Hoewel er enige tijd begerig werd gekeken naar de locatie als mogelijke plek voor nieuwe woningen blijft de voormalige fabriek van jaloezieënfabrikant Hunter Douglas op Rotterdam-Zuid een bedrijventerrein. Dat zijn wethouder Robert Simons (Economische Zaken) en de eigenaar, het Braziliaanse investeringsfonds 3G Capital overeengekomen.
Simons is helder: ‘Door deze voorwaarde te stellen, geven we de maakindustrie de ruimte die ze nodig heeft. Dat is niet alleen goed voor onze economie, maar ook voor de banen van Rotterdammers.’
In 2020 is Hunter Douglas gestopt met de productie van aluminium zonweringen, veelal onder de merknaam Luxaflex, in Rotterdam. Sindsdien wacht het grote bedrijfsterrein aan de Piekstraat, in de wijk Feijenoord, op een nieuwe bestemming. Het moest in de aanvankelijke planneneen levendige stadswijk worden, met behoud van de historische fabrieksgebouwen, ruimte voor maakbedrijven, maar ook met honderden nieuwe woningen. Aan het begin van de Piekstraat, naast het Hunter Douglas terrein wordt momenteel al een woontoren gerealiseerd.

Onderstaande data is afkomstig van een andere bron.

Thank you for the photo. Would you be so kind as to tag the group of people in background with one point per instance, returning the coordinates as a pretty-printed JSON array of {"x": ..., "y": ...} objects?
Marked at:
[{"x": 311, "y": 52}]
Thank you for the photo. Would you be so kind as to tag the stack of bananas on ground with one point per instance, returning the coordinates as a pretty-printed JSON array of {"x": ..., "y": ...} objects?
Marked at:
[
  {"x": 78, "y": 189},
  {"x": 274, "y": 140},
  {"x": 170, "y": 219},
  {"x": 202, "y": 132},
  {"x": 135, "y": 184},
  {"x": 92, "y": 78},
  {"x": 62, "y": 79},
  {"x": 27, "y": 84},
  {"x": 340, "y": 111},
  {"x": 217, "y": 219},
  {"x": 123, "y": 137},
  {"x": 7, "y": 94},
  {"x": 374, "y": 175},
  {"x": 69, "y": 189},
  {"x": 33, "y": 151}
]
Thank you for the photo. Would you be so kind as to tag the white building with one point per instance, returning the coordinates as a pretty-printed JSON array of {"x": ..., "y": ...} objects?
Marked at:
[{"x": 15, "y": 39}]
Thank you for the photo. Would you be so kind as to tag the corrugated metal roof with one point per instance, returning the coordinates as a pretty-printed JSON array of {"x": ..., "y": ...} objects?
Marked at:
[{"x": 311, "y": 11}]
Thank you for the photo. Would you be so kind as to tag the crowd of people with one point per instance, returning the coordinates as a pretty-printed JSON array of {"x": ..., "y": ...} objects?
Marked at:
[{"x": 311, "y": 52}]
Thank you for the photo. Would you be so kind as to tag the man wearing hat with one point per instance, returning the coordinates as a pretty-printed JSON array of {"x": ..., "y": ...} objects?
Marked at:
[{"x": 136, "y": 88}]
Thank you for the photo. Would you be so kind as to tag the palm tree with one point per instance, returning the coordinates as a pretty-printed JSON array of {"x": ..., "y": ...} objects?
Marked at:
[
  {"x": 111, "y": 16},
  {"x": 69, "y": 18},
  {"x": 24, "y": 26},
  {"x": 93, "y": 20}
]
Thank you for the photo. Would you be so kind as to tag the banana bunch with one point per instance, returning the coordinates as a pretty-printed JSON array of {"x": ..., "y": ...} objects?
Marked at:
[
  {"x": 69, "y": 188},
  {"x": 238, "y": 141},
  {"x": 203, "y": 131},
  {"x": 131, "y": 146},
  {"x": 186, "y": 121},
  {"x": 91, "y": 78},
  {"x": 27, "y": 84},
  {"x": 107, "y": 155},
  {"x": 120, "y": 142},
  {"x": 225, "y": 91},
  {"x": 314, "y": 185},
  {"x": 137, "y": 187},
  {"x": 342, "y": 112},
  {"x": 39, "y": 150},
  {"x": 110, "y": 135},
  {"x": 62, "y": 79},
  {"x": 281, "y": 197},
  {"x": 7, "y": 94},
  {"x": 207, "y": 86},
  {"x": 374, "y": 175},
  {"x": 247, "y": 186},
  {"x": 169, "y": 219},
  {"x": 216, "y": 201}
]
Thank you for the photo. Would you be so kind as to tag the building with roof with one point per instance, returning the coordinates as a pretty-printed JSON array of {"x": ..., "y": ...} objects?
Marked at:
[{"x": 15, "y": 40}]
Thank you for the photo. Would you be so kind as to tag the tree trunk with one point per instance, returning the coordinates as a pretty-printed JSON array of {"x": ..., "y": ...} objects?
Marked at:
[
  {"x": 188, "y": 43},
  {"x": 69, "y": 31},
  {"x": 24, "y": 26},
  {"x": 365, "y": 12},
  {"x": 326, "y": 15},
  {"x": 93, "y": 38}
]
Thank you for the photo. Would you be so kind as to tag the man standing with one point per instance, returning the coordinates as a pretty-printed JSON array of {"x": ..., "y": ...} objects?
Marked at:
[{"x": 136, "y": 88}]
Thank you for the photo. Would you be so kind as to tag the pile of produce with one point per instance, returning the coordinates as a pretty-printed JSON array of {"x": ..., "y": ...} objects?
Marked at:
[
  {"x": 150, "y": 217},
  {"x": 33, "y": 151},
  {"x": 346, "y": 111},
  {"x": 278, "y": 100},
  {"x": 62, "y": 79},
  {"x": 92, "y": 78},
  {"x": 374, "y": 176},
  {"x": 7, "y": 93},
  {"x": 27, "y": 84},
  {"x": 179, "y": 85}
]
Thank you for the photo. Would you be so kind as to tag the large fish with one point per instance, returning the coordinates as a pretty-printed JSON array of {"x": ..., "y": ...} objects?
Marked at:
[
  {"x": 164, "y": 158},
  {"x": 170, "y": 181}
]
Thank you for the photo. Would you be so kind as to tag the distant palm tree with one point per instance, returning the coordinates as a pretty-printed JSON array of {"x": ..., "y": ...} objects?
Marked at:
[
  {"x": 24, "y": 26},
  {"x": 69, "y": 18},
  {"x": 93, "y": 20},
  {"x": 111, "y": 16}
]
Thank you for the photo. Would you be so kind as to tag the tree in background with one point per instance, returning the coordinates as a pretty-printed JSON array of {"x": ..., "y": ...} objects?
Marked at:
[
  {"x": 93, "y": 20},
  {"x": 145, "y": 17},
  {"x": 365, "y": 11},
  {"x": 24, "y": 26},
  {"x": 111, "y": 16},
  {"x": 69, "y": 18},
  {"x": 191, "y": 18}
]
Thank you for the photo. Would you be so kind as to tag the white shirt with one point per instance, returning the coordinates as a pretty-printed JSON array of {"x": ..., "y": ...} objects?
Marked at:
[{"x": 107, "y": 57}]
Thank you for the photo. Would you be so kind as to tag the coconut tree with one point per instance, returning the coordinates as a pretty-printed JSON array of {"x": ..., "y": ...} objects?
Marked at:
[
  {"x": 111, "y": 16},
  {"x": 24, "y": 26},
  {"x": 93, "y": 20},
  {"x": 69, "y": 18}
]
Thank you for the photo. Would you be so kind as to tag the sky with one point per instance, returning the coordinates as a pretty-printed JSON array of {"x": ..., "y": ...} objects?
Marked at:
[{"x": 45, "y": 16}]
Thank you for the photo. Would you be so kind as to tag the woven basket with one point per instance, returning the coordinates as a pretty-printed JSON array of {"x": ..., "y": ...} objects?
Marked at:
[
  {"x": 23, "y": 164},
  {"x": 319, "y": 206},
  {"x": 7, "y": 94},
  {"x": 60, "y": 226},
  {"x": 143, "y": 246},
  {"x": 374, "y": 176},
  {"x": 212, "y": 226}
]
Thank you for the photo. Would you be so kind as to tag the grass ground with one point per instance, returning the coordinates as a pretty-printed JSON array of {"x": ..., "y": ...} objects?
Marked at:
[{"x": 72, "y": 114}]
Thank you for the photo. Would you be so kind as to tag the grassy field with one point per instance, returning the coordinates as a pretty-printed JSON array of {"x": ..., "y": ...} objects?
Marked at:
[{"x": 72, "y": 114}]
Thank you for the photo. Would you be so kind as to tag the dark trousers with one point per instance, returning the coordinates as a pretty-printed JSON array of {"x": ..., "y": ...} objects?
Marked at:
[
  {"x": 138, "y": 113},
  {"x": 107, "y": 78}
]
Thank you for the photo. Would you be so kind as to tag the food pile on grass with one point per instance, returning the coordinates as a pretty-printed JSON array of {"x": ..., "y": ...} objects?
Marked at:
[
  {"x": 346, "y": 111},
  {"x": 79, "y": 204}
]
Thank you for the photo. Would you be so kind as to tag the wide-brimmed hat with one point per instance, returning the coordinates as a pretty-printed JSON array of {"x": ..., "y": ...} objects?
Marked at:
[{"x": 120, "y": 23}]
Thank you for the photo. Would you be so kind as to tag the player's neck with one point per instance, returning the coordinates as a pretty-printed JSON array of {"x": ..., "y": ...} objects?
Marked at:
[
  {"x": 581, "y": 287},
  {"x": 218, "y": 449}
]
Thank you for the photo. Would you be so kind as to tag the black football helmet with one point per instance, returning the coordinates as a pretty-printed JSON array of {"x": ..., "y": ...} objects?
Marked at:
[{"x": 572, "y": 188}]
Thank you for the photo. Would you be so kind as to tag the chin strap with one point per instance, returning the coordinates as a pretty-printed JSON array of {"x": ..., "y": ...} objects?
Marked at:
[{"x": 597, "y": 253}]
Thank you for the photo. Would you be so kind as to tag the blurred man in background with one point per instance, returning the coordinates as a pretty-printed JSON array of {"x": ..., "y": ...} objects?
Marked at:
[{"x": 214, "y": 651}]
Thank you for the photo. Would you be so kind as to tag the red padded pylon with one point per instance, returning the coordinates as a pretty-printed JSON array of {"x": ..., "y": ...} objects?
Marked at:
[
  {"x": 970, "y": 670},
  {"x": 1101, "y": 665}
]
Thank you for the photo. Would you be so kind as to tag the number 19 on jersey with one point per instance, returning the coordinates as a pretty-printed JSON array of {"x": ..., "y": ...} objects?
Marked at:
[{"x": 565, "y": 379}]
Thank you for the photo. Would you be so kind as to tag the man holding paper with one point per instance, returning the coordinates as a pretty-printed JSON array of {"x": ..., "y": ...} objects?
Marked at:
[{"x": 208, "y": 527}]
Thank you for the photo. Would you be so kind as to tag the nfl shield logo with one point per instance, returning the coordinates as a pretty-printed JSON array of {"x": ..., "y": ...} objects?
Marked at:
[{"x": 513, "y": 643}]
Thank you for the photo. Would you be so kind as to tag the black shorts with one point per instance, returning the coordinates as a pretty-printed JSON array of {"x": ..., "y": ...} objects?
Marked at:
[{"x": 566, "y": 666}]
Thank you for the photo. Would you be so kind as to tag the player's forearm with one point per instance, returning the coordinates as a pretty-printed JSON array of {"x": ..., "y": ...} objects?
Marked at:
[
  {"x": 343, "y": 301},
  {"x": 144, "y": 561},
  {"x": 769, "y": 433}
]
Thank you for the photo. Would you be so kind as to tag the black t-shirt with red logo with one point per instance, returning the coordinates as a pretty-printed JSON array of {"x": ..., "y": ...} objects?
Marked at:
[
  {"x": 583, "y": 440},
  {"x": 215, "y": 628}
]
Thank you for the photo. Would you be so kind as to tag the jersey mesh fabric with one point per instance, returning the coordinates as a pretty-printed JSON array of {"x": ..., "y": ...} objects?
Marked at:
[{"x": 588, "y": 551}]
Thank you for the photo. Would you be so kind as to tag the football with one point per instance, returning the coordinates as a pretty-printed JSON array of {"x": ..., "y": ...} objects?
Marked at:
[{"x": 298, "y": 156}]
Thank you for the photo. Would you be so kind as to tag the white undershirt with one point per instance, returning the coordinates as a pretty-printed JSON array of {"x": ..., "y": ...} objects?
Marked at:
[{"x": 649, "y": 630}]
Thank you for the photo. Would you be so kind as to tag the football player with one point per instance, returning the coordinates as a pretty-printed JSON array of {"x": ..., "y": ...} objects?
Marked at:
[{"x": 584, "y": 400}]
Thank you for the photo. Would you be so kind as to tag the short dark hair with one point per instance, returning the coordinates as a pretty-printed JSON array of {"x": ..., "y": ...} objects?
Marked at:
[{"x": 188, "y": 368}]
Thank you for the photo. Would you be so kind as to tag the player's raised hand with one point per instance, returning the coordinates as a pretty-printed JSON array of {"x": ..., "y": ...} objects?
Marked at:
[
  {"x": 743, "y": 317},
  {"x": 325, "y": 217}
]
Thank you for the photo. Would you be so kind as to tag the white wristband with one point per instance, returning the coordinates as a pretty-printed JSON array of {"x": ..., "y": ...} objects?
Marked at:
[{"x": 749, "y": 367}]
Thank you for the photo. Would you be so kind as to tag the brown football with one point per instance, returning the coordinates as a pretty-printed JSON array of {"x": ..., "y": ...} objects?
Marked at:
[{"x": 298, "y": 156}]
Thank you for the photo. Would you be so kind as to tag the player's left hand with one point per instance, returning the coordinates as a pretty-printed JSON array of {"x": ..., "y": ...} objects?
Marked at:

De afgelopen periode heeft de gemeente gesprekken gevoerd met eigenaar 3G Capital om uitgangspunten te formuleren voor de toekomstige ontwikkeling van het terrein. In lijn met het beleid van het huidige kabinet en het eigen Actieplan Bedrijfsruimte, kiest het Rotterdamse college er nu voor om voor de Hunter Douglas locatie de bestemming bedrijventerrein aan te houden.
Nabij water
Het voormalige Hunter Douglas-terrein is een van de laatste binnenstedelijke watergebonden locaties met een hogere milieucategorie (HMC). Door de ligging nabij water is dit terrein bij uitstek kansrijk voor de maritieme maakindustrie, een sector van vitaal belang. De gemeente stelt nu de voorwaarde dat er op de locatie minimaal 33.000 m² aan bedrijfsruimte komt, waarvan 18.000 m² voor milieucategorie 3.1. Op basis van deze voorwaarden kan de verkopende partij een nieuw plan uitwerken voor het gebied.
De afgelopen jaren zijn veel bedrijventerreinen getransformeerd ten behoeve van woningbouw. Het gemeentebesluit om het Hunter Douglas-terrein grotendeels te bestemmen voor de maakindustrie, is dan ook een trendbreuk. ‘Met ons Actieplan Bedrijfsruimte hebben we ons voorgenomen om genoeg plek te houden voor de maakindustrie in de stad. Vakmensen blijven keihard nodig, nu en in de toekomst, onder andere voor de energietransitie,’ aldus Simons.